The award went to producers Kathryn Bigelow (who also directed), Mark Boal (who wrote the screenplay), Nicolas Chartier and Greg Shapiro.

The heart-pounding drama about a bomb-defusing unit in the Iraq war had won several recent critics’ honors but lost footing after the Globes chose “Avatar” as best dramatic film and the SAG film ensemble award went to “Inglourious Basterds.”

Taking home the top PGA prize has put the low-budget indie back on the fast track for Oscar gold.

The PGA award has become a strong bellwether for the Academy Award for best film. During the last 20 years, 13 previous PGA winners have gone on to win the best film Oscar. The last time the PGA and the academy disagreed was four years ago, when the producers gave their top honor to “Little Miss Sunshine” and the Oscar went to “The Departed.”

This year, the PGA followed the academy’s decision to expand the best picture roster from five nominees to 10. The other contenders: “Avatar,” “District 9,” “An Education,” “Inglourious Basterds,” “Invictus,” “Precious: Based on the Novel ‘Push’ by Sapphire,” “Star Trek,” “Up” and “Up in the Air.”

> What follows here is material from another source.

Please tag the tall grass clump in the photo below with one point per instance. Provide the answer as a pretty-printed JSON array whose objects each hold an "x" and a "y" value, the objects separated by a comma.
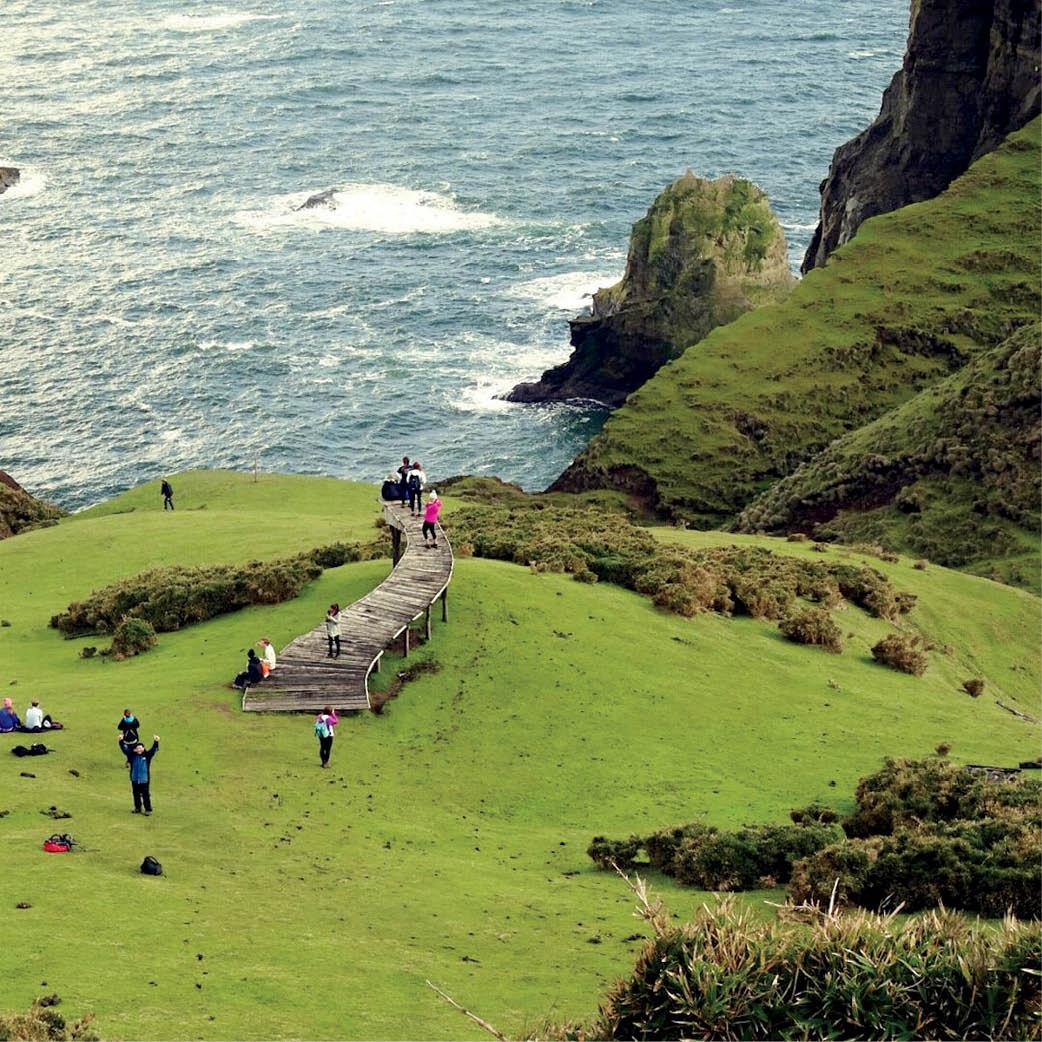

Producer of the year in animated theatrical motion pictures went to Jonas Rivera for “Up”; Fisher Stevens and Paula DuPré Pesmen won producer of the year in the documentary category for “The Cove.”

On the television side, Lorne Michaels, Tina Fey, Marci Klein, David Miner, Robert Carlock, Jeff Richmond, Don Scardino and Jerry Kupfer won the Danny Thomas producer award for NBC’s “30 Rock.”

Matthew Weiner, Scott Hornbacher, Lisa Albert and André & Maria Jacquemetton won the Norman Felton producer award for television drama for AMC’s “Mad Men.”

Jeff Fager took the trophy for nonfiction television for “60 Minutes,” while Stephen Colbert, Jon Stewart, Allison Silverman, Richard Dahm, Meredith Bennett and Tom Purcell won the live entertainment and competition television category for Comedy Central’s “The Colbert Report.”

Lucy Barzun Donnelly, Rachael Horovitz, Michael Sucsy and David Coatsworth won the David L. Wolper producer award in long-form television for HBO’s “Grey Gardens.”

Several tribute awards also were given during the ceremony at the Hollywood Palladium.

Michael Lynton, chairman and chief executive of Sony Pictures Entertainment, and Amy Pascal, co-chair of Sony, got the Milestone Award; “Survivor” producer Mark Burnett earned the Norman Lear Achievement Award in Television; John Lasseter, chief creative officer, Walt Disney and Pixar Animation, received the David O. Selznick Achievement Award; Joss Whedon of “Buffy the Vampire Slayer” and “Dollhouse” fame took the Vanguard Award; and the film “Precious: Based on the Novel ‘Push’ by Sapphire” was honored with the Stanley Kramer Award.